The 2017 judges of the Prize, which is awarded for the year's best unpublished short story, were writers Aamer Hussein, Chibundu Onuzo and Michèle Roberts.
The story follows a couple who set off on a journey from the urban tangle of Hong Kong towards the Chinese border, carrying with them the baggage of raw emotions and unresolved conflicts: belongings, lost roots and families, homes and abandonment. By the time they reach a place "dark with history, frozen with ghosts", at least one of the pair is transformed when the ruined village evokes a double confrontation with present and past.
Onuzo said: "I kept thinking about this story for days after I’d read it. The imagery was crisp and clear and the protagonist was so finely drawn, I felt I would recognise her in the street. Absolutely brilliant. Not enough superlatives."
Roberts added: "it is intensely atmospheric, this powerful and gracefully told story explores unsettling questions of social identity and cultural alienation."

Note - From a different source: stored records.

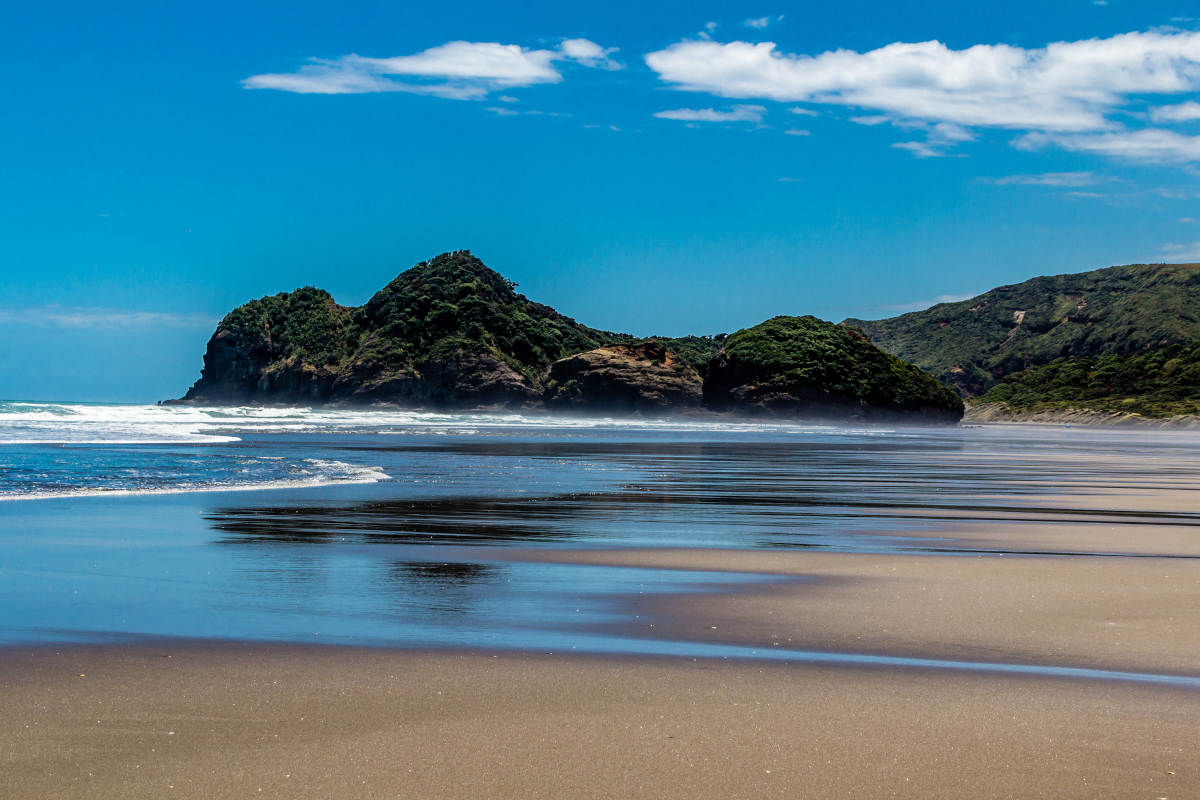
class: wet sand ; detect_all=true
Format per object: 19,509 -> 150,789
530,549 -> 1200,671
7,443 -> 1200,800
0,645 -> 1200,799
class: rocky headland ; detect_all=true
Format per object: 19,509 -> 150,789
168,251 -> 962,423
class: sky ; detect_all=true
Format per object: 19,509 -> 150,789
0,0 -> 1200,402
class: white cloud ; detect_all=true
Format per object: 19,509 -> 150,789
882,293 -> 978,313
850,114 -> 892,126
1150,101 -> 1200,122
1159,241 -> 1200,261
1014,128 -> 1200,164
654,106 -> 767,122
0,305 -> 220,329
892,120 -> 974,158
742,14 -> 784,30
242,38 -> 620,100
646,31 -> 1200,132
988,172 -> 1109,187
558,38 -> 622,70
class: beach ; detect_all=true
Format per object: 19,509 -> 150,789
0,645 -> 1200,799
0,419 -> 1200,799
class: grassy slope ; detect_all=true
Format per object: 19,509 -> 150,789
705,317 -> 962,411
844,264 -> 1200,396
980,344 -> 1200,417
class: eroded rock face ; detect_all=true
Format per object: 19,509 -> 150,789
542,342 -> 702,414
704,317 -> 962,423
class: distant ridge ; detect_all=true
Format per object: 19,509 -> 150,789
168,251 -> 962,422
842,264 -> 1200,403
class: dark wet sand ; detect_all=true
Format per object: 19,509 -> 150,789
9,491 -> 1200,799
523,549 -> 1200,676
0,645 -> 1200,799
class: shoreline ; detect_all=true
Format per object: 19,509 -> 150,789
0,644 -> 1200,800
960,403 -> 1200,431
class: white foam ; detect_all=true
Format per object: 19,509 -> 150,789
0,403 -> 894,445
0,458 -> 391,501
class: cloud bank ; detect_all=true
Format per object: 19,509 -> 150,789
242,38 -> 620,100
646,31 -> 1200,162
654,106 -> 767,122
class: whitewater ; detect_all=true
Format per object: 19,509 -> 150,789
0,401 -> 902,500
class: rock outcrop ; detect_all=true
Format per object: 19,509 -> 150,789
704,317 -> 962,422
169,251 -> 962,422
544,342 -> 703,414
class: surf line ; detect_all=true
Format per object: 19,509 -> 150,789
494,634 -> 1200,690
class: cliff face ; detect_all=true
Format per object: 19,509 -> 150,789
184,251 -> 630,408
842,264 -> 1200,396
704,317 -> 962,422
545,342 -> 702,414
175,251 -> 961,422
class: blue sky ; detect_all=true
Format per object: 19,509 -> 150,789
0,0 -> 1200,401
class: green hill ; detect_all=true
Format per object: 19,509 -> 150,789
704,317 -> 962,420
842,264 -> 1200,396
180,251 -> 962,422
979,344 -> 1200,417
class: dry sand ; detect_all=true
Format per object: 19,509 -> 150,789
0,645 -> 1200,799
9,479 -> 1200,800
525,549 -> 1200,671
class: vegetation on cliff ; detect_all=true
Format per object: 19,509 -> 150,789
185,251 -> 631,405
704,317 -> 962,420
175,251 -> 962,421
979,344 -> 1200,417
842,264 -> 1200,396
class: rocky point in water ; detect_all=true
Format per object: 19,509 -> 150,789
169,251 -> 962,422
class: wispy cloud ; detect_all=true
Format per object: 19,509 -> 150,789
892,122 -> 974,158
982,172 -> 1110,187
646,29 -> 1200,162
742,14 -> 784,30
242,38 -> 620,100
1014,128 -> 1200,164
880,291 -> 979,313
0,305 -> 220,329
1150,100 -> 1200,122
1158,241 -> 1200,261
654,106 -> 767,122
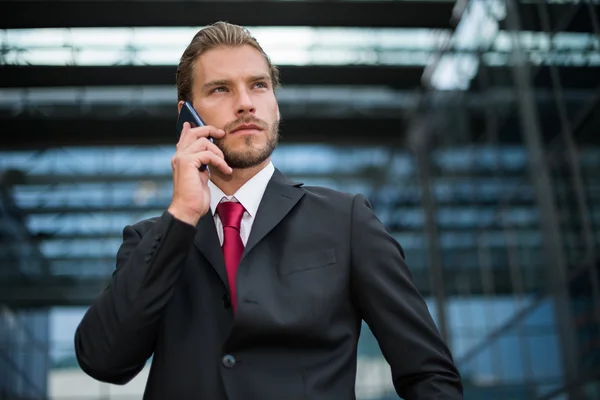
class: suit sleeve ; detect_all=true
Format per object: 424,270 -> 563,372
351,195 -> 463,400
75,211 -> 196,384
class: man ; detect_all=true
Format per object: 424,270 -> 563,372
75,23 -> 462,400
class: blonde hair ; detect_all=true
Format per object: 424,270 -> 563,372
175,21 -> 279,101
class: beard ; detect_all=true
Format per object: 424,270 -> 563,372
215,118 -> 279,169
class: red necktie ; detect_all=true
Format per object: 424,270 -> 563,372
217,201 -> 245,312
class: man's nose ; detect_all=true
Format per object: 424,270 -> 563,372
237,91 -> 256,115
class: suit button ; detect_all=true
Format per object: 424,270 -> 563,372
223,354 -> 235,368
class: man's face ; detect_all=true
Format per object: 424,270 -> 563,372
185,45 -> 279,168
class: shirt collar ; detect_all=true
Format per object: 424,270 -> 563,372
208,162 -> 275,217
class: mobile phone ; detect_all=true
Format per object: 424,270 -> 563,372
175,101 -> 213,172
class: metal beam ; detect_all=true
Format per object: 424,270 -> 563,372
0,0 -> 454,29
0,65 -> 423,89
472,65 -> 600,91
0,114 -> 404,149
500,0 -> 600,32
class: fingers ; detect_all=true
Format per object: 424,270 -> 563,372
177,122 -> 225,148
181,137 -> 225,158
174,150 -> 233,174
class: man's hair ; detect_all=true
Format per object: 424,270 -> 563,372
175,21 -> 279,101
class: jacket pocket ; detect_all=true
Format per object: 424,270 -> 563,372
280,249 -> 336,277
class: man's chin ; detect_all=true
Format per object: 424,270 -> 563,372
225,151 -> 271,169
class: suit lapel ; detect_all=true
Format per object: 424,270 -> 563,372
194,214 -> 229,289
194,169 -> 304,289
242,169 -> 304,260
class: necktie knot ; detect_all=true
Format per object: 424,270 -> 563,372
217,201 -> 245,231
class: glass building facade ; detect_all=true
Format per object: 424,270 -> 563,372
0,0 -> 600,400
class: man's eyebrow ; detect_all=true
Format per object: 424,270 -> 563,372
249,74 -> 271,82
202,79 -> 231,90
202,74 -> 271,90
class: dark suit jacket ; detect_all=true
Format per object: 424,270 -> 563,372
75,170 -> 462,400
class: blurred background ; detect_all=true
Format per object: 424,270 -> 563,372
0,0 -> 600,400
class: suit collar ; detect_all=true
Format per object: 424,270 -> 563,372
208,162 -> 275,218
194,168 -> 304,287
240,168 -> 304,262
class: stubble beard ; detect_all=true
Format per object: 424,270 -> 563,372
217,120 -> 279,169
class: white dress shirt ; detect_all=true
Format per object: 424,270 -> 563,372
208,162 -> 275,246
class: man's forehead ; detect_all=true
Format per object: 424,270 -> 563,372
196,46 -> 269,80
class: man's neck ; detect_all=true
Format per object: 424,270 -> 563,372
210,158 -> 271,196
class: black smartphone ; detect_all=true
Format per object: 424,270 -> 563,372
175,101 -> 213,171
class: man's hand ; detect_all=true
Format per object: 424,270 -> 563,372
168,122 -> 232,226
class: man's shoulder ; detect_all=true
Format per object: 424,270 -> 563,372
302,185 -> 364,206
129,212 -> 172,234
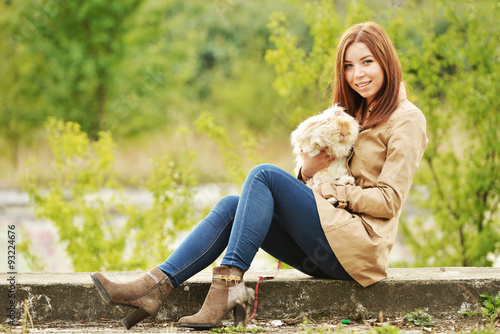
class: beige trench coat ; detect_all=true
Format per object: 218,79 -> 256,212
314,88 -> 428,287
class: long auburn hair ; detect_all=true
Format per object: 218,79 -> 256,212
333,22 -> 402,129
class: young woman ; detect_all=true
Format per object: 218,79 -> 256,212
92,22 -> 427,329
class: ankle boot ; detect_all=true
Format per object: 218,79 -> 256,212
90,268 -> 174,329
179,266 -> 248,329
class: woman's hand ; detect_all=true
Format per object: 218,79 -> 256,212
302,150 -> 335,178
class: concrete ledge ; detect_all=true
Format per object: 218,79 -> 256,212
0,267 -> 500,323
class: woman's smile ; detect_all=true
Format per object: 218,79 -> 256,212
344,42 -> 384,103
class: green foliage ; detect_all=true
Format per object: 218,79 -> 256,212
23,118 -> 195,271
394,1 -> 500,266
372,324 -> 400,334
403,310 -> 437,326
480,293 -> 500,323
194,112 -> 260,184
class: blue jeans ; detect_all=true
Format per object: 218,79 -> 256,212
158,164 -> 352,287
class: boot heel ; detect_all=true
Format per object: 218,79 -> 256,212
122,308 -> 149,329
233,303 -> 247,327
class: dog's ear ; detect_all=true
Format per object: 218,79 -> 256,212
337,119 -> 350,137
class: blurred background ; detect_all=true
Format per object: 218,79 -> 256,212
0,0 -> 500,272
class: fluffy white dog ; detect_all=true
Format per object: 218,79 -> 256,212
291,105 -> 359,197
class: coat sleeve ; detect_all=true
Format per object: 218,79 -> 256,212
321,110 -> 427,218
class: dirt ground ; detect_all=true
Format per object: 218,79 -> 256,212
4,316 -> 500,334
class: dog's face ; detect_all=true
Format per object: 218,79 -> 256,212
291,106 -> 359,158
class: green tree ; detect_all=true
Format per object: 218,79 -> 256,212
23,118 -> 199,271
0,1 -> 45,167
266,0 -> 371,126
402,1 -> 500,266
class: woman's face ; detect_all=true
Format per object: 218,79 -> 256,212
344,42 -> 384,104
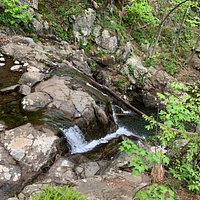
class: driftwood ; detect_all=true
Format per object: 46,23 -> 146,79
65,61 -> 198,135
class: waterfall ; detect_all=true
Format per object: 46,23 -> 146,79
60,104 -> 142,154
61,126 -> 138,154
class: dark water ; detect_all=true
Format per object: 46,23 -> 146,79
0,57 -> 42,129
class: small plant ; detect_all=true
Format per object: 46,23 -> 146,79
128,64 -> 134,76
135,184 -> 174,200
33,186 -> 87,200
0,0 -> 32,26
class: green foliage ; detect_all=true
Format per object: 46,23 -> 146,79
120,83 -> 200,194
126,0 -> 159,26
120,140 -> 169,175
33,186 -> 87,200
135,184 -> 174,200
169,136 -> 200,194
0,0 -> 32,26
128,64 -> 135,76
145,83 -> 200,193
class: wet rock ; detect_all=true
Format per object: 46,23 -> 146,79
35,76 -> 111,138
73,8 -> 96,44
75,162 -> 100,178
18,71 -> 44,86
22,92 -> 52,111
19,85 -> 31,95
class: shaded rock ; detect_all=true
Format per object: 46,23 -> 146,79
75,162 -> 100,178
11,35 -> 35,46
191,55 -> 200,71
19,85 -> 31,95
94,27 -> 118,52
0,144 -> 22,200
1,43 -> 32,60
17,184 -> 43,200
124,55 -> 148,84
22,92 -> 52,111
75,172 -> 149,200
0,84 -> 19,92
0,124 -> 59,200
10,65 -> 22,72
18,71 -> 44,86
73,8 -> 96,44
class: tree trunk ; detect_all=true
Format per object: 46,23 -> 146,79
172,6 -> 190,55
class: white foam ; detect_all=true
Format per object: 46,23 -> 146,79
61,126 -> 139,154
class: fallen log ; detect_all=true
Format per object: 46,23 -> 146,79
65,61 -> 198,135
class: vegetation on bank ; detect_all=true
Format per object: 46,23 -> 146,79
33,186 -> 87,200
120,83 -> 200,199
0,0 -> 200,200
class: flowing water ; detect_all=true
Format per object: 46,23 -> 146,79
60,105 -> 152,154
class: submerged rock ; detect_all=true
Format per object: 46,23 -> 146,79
18,71 -> 44,86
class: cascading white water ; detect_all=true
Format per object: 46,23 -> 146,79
61,126 -> 134,154
61,104 -> 143,154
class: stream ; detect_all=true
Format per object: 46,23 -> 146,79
0,55 -> 153,154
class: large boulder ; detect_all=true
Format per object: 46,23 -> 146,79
0,124 -> 59,200
93,25 -> 118,52
35,76 -> 112,141
73,8 -> 96,44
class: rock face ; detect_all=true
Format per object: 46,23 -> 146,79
22,92 -> 51,111
0,124 -> 58,200
124,54 -> 177,107
34,76 -> 114,141
93,26 -> 118,52
73,8 -> 96,44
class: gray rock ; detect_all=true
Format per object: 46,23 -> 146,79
19,85 -> 31,95
0,84 -> 19,92
0,57 -> 6,62
125,55 -> 148,80
18,72 -> 44,86
75,162 -> 100,178
10,65 -> 22,72
22,92 -> 52,111
43,157 -> 76,184
95,29 -> 118,52
0,63 -> 6,67
2,124 -> 58,171
0,144 -> 22,200
32,18 -> 44,34
73,8 -> 96,43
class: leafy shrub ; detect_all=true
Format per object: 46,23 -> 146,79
135,184 -> 174,200
33,186 -> 87,200
0,0 -> 32,26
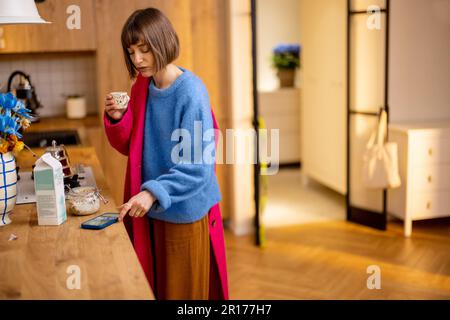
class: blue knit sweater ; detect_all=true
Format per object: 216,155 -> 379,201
141,68 -> 221,223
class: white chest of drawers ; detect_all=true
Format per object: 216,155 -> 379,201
388,122 -> 450,237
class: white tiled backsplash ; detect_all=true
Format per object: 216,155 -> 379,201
0,53 -> 97,117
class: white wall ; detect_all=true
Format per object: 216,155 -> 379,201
389,0 -> 450,122
0,53 -> 97,117
256,0 -> 301,91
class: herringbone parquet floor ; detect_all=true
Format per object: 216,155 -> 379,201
226,218 -> 450,299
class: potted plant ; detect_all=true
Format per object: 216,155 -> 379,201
0,93 -> 32,226
272,44 -> 300,87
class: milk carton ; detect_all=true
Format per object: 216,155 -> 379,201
33,153 -> 67,226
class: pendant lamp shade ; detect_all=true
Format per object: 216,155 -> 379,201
0,0 -> 50,24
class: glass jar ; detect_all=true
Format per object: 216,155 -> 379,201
66,187 -> 106,216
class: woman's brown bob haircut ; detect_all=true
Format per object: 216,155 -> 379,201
121,8 -> 180,78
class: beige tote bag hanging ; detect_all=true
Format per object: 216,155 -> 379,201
362,110 -> 401,189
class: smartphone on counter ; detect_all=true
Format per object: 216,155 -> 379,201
81,212 -> 119,230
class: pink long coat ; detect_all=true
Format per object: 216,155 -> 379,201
104,75 -> 228,300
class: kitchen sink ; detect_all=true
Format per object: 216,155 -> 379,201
23,130 -> 81,148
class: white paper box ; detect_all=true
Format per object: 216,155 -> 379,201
33,153 -> 67,226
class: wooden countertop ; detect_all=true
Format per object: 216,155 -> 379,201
24,115 -> 103,146
0,147 -> 154,299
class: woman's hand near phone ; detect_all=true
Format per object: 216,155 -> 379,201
105,94 -> 127,121
119,190 -> 156,221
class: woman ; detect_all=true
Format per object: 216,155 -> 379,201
104,8 -> 228,299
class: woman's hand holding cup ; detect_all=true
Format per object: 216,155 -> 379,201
105,92 -> 130,120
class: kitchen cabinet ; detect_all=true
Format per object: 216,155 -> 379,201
0,0 -> 96,53
388,122 -> 450,236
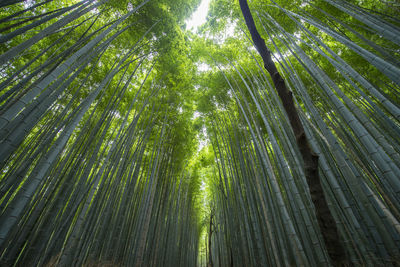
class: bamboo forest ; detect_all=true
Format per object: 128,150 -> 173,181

Ford is a writer and translator living in London. She worked as a journalist for The Times in London and Shanghai, and later as a correspondent for international news agency Agence France-Presse in Hong Kong and New Delhi. She has a MA in Creative Writing from the University of East Anglia and is currently completing her first novel. In addition to her £1,000 prize, the winner also appeared at an RSL event with author Tessa Hadley on Wednesday 8th November.
Ford saw off competition from a shortlist which comprised Hazel Atkinson's "Dark Wings", Grace Brown's "Hens" and Gemma Reeves's "Steel".
The winning story will appear in The RSL Review and will be published by Prospect Magazine online.